Prospects of Saudi Ties to Israel Elusive as Trump Seeks $1 Trillion Bonanza
WASHINGTON (Dispatches) – When U.S. President Donald Trump lands in Riyadh on Tuesday, he will be greeted with opulent ceremonies, gilded palaces and the prospect of $1 trillion in investments. But, the raging war in Gaza has denied him one goal he has long craved: Saudi-Israel normalization.
Behind the scenes, U.S. officials are quietly pressing the Zionist regime to agree to an immediate ceasefire in Gaza - one of Saudi Arabia’s preconditions for any re-start of normalization talks, said two Persian Gulf sources close to official circles and a U.S. official.
Trump’s Middle East envoy Steve Witkoff told an audience at the Zionist regime’s embassy in Washington this week that he imminently expected progress on expanding the so-called Abraham Accords, a set of deals brokered by Trump in his first term under which Arab states including the UAE, Bahrain, Sudan and Morocco normalized with the occupying regime.
“We think we will have some or a lot of announcements very, very shortly, which we hope will yield progress by next year,” Witkoff said in a video of his speech. He is expected to accompany Trump on his visit to the Middle East.
However, opposition by Zionist prime minister Benjamin Netanyahu to a permanent stop to the war or to the creation of a Palestinian state make progress on similar talks with Riyadh unlikely, two of the sources said.
Saudi Arabia does not recognize the Zionist regime as legitimate.
Establishing ties has become especially toxic for Saudi Arabia, the birthplace of Islam, since the start of the Zionist regime’s war in Gaza.

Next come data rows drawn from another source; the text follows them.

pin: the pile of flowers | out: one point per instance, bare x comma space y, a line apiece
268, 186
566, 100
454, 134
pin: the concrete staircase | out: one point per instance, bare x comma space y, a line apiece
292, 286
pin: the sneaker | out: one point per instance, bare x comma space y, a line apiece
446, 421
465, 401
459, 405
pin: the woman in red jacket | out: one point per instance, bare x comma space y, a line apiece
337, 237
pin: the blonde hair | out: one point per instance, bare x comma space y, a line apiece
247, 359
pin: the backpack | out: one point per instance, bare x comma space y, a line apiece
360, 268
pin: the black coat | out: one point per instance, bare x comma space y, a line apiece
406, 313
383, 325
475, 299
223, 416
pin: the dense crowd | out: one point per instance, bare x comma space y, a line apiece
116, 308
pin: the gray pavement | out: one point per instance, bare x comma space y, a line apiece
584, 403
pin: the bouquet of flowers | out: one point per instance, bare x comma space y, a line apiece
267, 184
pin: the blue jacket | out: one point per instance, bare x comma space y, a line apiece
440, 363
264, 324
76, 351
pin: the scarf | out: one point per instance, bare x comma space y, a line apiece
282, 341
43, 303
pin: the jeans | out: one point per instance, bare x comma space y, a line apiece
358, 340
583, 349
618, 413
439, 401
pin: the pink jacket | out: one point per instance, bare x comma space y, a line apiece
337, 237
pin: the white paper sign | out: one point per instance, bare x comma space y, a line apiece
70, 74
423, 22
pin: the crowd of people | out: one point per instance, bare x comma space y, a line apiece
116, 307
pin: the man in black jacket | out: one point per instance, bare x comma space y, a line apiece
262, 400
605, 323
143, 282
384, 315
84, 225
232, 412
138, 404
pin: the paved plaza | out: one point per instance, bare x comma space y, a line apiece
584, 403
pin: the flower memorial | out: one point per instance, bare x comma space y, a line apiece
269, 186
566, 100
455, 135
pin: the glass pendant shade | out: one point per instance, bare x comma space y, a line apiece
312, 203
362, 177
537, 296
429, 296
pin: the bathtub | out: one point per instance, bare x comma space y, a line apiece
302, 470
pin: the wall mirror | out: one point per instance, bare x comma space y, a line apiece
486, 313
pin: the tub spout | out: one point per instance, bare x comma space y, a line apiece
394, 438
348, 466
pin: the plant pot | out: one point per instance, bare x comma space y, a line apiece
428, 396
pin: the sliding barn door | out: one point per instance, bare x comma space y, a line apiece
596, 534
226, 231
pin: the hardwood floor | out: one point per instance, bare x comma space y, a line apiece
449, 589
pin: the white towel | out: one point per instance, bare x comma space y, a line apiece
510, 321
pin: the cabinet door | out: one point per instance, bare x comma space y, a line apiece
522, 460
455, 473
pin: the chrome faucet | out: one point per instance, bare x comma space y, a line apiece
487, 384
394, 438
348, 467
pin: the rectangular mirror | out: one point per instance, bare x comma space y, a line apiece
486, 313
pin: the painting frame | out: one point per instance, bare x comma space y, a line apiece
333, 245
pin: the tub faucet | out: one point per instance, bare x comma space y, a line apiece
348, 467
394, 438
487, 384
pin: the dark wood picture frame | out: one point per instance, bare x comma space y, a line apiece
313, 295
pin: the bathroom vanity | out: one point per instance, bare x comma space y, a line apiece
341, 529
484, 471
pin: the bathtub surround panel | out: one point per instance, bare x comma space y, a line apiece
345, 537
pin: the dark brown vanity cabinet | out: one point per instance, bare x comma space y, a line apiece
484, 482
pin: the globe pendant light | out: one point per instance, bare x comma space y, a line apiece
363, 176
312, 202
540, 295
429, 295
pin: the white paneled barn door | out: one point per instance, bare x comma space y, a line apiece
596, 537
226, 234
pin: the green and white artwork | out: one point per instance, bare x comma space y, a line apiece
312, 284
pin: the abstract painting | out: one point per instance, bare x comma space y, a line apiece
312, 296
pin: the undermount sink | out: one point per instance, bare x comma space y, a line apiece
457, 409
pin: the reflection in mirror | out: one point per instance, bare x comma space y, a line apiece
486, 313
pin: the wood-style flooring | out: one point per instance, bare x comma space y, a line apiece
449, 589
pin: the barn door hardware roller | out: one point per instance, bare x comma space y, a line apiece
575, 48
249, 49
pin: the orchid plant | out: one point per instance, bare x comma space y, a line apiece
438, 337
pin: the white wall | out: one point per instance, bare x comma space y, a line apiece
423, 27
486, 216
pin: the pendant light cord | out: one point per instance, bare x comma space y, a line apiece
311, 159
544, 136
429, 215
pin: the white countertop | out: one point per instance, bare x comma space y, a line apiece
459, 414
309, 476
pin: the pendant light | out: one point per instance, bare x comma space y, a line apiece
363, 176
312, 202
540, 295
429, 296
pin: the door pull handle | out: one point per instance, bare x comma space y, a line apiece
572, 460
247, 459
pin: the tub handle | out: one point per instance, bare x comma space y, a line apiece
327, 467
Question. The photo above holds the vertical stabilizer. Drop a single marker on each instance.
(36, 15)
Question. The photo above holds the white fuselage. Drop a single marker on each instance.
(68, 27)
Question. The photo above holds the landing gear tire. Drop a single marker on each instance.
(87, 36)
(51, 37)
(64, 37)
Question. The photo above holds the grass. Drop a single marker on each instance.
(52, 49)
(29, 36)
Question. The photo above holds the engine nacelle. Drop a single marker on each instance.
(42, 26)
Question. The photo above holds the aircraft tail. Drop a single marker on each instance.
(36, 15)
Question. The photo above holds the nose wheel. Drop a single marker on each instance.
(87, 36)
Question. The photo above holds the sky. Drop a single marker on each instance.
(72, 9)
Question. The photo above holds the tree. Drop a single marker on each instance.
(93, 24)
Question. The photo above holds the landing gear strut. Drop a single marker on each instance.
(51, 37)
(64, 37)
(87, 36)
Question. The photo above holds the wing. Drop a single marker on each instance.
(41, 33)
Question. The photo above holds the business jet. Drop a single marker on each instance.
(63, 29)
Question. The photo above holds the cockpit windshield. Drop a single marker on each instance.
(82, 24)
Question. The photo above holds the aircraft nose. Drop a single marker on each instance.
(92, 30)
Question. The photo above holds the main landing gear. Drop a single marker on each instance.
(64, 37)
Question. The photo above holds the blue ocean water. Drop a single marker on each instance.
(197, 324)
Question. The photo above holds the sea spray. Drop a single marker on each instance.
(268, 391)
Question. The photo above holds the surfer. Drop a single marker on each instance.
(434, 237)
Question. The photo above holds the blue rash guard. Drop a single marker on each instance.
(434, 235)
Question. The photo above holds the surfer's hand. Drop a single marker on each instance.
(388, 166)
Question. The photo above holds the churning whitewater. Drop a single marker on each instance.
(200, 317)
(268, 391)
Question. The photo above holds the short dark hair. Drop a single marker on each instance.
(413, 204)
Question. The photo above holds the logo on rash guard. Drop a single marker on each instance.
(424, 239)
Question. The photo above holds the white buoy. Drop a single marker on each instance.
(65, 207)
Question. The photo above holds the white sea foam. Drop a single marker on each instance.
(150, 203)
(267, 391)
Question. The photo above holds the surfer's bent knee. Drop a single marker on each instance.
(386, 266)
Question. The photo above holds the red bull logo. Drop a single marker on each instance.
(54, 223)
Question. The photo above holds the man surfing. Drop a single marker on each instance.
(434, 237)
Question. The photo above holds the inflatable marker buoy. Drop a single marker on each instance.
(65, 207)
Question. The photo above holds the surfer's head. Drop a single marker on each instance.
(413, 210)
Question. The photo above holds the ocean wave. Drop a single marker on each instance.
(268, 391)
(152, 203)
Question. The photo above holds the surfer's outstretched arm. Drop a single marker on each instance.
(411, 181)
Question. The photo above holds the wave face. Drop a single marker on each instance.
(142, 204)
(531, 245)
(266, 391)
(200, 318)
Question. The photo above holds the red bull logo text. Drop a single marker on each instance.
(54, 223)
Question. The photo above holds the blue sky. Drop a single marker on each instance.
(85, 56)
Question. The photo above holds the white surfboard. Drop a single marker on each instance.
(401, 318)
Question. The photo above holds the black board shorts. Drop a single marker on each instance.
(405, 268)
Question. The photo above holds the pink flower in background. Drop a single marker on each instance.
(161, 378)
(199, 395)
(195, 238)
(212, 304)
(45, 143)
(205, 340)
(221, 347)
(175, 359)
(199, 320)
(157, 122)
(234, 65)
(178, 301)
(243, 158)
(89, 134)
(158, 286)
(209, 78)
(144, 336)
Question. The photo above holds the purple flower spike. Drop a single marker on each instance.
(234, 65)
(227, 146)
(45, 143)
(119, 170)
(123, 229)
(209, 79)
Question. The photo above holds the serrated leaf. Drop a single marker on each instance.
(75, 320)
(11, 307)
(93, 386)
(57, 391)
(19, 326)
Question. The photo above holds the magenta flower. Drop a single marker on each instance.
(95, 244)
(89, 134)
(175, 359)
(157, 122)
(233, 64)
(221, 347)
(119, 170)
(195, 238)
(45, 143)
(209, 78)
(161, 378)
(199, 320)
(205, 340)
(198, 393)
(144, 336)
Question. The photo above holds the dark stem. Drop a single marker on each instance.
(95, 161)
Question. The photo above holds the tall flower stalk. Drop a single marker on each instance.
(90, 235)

As such, the issue, central to bilateral talks in Trump’s first term, has effectively been delinked from economic and other security matters between Washington and the kingdom, according to six other sources Reuters spoke with for this story, including two Saudi and two U.S. officials. The people all asked to remain anonymous to speak about sensitive diplomatic conversations.
Saudi Arabia’s de facto ruler, Crown Prince Mohammed bin Salman, needs the Gaza war to end and a credible path to a Palestinian state “before he re-engages with the issue of normalization,” said Dennis Ross, a former U.S. negotiator.
In the meantime, Washington and Riyadh will focus Trump’s trip largely on the economic partnership and other regional matters, according to the six sources. Lucrative investments such as major deals in arms, mega-projects and artificial intelligence are in play, officials from both sides stressed.